NATO’s new command is designed for rapid movement of troops, vehicles

Sept. 20 (UPI) — NATO announced that its new command, designed to quickly move tanks and personnel around Europe, is operational.

The Joint Support and Enabling Command, located in Ulm, Germany, is a headquarters focused on ensuring that troops and equipment can rapidly move across borders in the event of a crisis.

The NATO capability of troop movement across European borders has long been a problem. NATO and the European Union have discussed modernizing diplomatic clearances for troop movements and studied whether infrastructure, including roads and bridges, can withstand troop and tank movement.

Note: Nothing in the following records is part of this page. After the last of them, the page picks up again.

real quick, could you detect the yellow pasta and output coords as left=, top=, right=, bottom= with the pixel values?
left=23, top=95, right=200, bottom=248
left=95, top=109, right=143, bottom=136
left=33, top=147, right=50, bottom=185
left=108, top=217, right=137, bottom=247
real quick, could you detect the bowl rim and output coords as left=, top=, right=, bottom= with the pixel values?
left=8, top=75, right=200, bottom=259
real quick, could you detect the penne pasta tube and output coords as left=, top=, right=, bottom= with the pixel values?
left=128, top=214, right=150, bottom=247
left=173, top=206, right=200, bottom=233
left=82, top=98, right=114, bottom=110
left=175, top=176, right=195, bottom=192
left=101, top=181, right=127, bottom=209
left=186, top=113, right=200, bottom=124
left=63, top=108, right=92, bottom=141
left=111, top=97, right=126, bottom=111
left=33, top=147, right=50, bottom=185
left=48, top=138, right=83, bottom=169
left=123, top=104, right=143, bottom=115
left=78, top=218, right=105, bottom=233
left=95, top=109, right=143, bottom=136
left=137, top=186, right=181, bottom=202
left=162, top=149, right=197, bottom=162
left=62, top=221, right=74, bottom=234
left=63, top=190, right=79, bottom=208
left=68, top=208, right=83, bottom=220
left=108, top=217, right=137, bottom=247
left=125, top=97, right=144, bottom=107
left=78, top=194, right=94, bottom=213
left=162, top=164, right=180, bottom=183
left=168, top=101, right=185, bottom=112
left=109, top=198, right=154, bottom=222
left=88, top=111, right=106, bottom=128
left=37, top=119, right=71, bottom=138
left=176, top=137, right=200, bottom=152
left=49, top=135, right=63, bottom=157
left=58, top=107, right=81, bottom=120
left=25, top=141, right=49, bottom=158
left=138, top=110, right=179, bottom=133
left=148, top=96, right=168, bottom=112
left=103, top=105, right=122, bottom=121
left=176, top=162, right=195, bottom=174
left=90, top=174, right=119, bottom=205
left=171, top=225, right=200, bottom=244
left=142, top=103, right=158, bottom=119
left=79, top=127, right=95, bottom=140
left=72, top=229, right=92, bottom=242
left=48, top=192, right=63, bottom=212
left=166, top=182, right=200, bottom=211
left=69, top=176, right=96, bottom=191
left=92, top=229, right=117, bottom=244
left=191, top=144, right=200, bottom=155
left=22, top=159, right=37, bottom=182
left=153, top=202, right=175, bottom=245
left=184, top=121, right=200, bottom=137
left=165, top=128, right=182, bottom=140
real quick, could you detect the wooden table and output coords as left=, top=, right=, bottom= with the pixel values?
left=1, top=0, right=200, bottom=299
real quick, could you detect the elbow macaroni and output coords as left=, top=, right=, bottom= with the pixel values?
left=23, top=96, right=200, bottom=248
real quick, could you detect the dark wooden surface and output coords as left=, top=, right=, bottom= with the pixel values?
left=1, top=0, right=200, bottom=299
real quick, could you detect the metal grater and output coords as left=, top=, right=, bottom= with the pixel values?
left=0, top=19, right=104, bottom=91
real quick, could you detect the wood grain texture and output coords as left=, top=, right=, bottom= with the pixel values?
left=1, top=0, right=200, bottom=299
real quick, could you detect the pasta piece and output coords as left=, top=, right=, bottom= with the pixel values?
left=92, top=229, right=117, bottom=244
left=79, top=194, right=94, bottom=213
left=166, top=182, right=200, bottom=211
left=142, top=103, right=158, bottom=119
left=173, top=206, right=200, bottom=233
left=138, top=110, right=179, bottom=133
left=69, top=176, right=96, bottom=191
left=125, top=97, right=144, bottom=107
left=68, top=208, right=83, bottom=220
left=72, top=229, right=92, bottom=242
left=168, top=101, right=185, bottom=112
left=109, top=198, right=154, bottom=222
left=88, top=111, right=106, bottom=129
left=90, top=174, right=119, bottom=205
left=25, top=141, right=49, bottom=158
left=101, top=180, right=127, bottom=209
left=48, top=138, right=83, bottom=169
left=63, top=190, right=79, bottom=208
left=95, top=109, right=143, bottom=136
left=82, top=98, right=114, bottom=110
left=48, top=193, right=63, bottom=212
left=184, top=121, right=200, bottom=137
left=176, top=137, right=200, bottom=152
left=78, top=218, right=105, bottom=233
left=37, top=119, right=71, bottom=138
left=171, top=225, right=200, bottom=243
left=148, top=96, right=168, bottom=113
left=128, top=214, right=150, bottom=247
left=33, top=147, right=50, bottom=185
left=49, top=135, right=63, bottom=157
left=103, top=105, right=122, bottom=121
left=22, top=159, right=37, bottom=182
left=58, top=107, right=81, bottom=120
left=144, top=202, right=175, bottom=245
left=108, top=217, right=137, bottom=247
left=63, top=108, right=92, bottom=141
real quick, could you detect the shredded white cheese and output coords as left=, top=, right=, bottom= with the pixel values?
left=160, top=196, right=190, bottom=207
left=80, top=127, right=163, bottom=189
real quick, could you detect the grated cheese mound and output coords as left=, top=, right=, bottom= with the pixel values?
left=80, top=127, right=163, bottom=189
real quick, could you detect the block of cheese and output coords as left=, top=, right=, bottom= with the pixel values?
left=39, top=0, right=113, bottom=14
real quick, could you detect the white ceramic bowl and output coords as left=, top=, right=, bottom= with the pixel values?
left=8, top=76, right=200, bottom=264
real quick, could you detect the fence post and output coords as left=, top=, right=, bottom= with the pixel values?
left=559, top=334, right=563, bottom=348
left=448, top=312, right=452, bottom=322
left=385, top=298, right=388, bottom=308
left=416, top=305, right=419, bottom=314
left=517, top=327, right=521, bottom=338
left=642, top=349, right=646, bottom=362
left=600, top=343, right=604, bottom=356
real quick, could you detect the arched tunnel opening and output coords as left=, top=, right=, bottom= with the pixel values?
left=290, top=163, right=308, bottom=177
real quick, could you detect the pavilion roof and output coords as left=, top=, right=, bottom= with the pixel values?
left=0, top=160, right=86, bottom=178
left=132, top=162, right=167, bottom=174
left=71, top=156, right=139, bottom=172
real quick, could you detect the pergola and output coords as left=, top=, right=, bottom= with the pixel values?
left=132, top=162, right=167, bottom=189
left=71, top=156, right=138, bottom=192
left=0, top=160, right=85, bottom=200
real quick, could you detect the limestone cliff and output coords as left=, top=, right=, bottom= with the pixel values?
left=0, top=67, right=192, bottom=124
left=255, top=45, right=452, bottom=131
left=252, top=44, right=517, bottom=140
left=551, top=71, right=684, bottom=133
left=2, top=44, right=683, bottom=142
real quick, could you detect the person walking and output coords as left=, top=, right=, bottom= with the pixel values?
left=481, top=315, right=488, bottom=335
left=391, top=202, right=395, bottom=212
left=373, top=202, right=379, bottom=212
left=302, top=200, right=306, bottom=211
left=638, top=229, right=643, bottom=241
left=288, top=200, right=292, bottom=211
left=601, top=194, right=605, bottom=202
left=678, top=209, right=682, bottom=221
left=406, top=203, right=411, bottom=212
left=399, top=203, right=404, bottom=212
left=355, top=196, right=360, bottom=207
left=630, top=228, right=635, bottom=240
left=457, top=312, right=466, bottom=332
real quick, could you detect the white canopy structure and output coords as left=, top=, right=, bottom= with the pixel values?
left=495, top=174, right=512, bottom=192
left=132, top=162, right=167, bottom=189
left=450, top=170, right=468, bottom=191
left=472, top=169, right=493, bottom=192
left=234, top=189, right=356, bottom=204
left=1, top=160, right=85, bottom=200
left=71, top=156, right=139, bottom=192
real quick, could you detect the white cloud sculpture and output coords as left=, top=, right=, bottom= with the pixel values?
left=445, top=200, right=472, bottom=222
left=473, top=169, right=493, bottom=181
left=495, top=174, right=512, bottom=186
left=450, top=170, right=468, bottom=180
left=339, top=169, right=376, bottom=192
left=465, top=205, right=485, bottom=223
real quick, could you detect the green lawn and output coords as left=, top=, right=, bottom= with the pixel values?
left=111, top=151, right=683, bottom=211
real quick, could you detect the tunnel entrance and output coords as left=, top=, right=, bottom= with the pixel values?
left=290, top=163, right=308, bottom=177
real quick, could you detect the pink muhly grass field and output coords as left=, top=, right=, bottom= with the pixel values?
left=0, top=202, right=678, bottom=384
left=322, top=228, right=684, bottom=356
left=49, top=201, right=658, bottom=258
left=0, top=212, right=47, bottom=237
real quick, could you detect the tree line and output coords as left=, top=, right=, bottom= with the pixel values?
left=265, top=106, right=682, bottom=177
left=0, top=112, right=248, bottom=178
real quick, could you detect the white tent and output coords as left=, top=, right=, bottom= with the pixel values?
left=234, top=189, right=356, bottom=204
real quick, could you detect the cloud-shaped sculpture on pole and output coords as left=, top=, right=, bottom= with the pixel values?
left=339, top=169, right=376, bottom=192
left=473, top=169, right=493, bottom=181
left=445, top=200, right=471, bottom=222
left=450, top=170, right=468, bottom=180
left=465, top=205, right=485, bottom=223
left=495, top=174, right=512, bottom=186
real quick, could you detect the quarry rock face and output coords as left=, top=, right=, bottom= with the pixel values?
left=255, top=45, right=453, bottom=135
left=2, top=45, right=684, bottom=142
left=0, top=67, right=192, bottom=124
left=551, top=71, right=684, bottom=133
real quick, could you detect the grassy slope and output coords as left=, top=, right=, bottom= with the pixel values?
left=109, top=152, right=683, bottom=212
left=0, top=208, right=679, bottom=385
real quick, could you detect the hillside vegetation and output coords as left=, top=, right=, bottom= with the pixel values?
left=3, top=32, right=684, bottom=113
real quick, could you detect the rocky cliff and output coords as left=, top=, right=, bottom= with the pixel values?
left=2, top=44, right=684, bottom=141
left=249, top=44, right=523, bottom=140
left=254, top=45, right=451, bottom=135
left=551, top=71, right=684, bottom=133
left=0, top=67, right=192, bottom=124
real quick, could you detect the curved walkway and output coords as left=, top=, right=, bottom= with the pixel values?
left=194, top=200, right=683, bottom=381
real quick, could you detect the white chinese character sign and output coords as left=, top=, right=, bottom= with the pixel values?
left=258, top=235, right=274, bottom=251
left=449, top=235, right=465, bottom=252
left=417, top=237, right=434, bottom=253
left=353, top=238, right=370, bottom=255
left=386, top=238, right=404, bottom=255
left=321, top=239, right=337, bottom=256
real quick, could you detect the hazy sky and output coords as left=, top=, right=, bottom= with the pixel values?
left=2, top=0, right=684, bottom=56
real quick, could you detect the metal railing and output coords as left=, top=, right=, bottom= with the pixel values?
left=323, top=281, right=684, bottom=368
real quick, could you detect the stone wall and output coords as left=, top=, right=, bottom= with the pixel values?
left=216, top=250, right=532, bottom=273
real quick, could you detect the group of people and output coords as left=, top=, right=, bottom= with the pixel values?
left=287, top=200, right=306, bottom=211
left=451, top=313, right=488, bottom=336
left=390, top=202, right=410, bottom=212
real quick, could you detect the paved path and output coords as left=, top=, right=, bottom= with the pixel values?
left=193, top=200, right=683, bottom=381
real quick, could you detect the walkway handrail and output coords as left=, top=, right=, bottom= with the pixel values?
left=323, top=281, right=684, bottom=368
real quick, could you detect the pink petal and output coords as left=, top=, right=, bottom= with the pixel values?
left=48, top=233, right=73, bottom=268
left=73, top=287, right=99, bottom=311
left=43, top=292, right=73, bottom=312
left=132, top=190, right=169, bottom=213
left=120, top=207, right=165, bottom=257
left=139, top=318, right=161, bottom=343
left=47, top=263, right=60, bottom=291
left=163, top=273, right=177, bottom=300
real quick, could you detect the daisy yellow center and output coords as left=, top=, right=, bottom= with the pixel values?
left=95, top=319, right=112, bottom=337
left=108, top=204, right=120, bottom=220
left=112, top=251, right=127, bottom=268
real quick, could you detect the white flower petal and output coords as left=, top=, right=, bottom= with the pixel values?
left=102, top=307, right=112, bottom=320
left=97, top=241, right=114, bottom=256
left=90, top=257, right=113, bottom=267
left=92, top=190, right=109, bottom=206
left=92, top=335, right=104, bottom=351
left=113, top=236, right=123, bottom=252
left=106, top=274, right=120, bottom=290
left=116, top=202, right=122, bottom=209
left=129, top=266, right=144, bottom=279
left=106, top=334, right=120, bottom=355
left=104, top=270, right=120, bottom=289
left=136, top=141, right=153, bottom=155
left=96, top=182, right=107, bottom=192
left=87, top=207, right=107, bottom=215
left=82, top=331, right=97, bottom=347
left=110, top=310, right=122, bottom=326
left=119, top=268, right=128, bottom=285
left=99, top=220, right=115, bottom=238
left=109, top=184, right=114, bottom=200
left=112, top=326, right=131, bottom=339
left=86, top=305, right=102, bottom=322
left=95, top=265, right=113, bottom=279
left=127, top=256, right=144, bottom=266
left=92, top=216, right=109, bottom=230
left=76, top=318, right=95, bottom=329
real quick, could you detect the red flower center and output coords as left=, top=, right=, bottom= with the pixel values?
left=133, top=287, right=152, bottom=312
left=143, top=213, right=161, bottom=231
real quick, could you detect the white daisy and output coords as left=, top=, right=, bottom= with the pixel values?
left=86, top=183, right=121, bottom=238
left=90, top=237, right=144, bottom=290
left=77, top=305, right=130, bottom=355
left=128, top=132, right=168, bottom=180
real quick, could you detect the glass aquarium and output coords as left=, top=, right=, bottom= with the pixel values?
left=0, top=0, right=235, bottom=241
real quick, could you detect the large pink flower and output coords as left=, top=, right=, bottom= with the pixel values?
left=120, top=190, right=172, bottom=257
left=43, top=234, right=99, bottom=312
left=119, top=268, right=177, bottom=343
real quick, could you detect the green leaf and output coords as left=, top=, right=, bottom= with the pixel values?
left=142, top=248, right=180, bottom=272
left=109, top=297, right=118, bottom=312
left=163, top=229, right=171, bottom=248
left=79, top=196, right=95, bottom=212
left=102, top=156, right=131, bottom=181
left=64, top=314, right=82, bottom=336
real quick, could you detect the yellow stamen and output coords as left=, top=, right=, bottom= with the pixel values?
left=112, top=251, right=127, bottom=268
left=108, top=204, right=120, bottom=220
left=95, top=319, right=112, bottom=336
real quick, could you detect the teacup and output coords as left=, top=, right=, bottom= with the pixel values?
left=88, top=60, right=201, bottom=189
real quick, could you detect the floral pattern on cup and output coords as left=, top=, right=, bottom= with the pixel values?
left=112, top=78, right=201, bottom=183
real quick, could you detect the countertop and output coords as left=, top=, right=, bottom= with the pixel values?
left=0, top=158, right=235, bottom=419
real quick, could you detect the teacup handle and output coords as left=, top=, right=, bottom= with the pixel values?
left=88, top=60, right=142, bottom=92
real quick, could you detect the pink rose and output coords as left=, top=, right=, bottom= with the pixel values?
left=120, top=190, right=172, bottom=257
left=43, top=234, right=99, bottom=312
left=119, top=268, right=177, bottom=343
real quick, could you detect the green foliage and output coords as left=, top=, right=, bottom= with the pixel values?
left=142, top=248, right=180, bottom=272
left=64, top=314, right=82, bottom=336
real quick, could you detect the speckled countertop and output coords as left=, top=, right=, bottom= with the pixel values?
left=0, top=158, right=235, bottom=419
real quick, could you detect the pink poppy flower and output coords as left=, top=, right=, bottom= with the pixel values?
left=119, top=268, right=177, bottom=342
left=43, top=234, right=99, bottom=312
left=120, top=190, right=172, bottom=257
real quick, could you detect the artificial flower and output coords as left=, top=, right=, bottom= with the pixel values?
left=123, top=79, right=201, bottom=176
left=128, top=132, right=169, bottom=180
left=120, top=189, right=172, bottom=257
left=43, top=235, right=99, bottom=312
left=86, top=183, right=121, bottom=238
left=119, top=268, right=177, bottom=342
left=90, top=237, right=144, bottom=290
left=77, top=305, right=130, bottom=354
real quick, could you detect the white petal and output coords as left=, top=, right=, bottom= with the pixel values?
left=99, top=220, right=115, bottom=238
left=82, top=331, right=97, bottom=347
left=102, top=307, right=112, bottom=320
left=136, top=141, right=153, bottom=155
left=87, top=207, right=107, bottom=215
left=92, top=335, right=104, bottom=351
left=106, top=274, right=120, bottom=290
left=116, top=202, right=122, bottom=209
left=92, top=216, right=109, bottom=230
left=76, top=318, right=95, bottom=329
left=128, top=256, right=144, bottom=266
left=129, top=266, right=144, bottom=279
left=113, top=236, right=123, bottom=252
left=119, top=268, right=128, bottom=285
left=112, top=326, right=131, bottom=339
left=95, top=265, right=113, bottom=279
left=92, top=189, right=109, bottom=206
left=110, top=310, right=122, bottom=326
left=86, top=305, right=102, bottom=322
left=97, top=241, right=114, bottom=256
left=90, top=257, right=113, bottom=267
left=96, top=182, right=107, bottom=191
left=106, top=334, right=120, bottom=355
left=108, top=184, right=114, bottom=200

About 160 personnel will staff the command in Ulm, with as many as 600 available if required. The headquarters was formally declared operational on Thursday

NATO has worked to reinforce its eastern flank in the past five years because of concerns over Russian actions in Crimea and Ukraine. It has increased multinational troop exercises and currently bases additional troops in Poland, Lithuania, Estonia and Latvia, countries on Russia’s border.

“The new command in Ulm will help our forces become more mobile and enable rapid reinforcement within the Alliance, ensuring we have the right forces in the right place at the right time” said NATO spokesperson Oana Lungescu.

NATO’s top officer, Supreme Allied Commander Europe Gen. Tod Walters, will head the new command.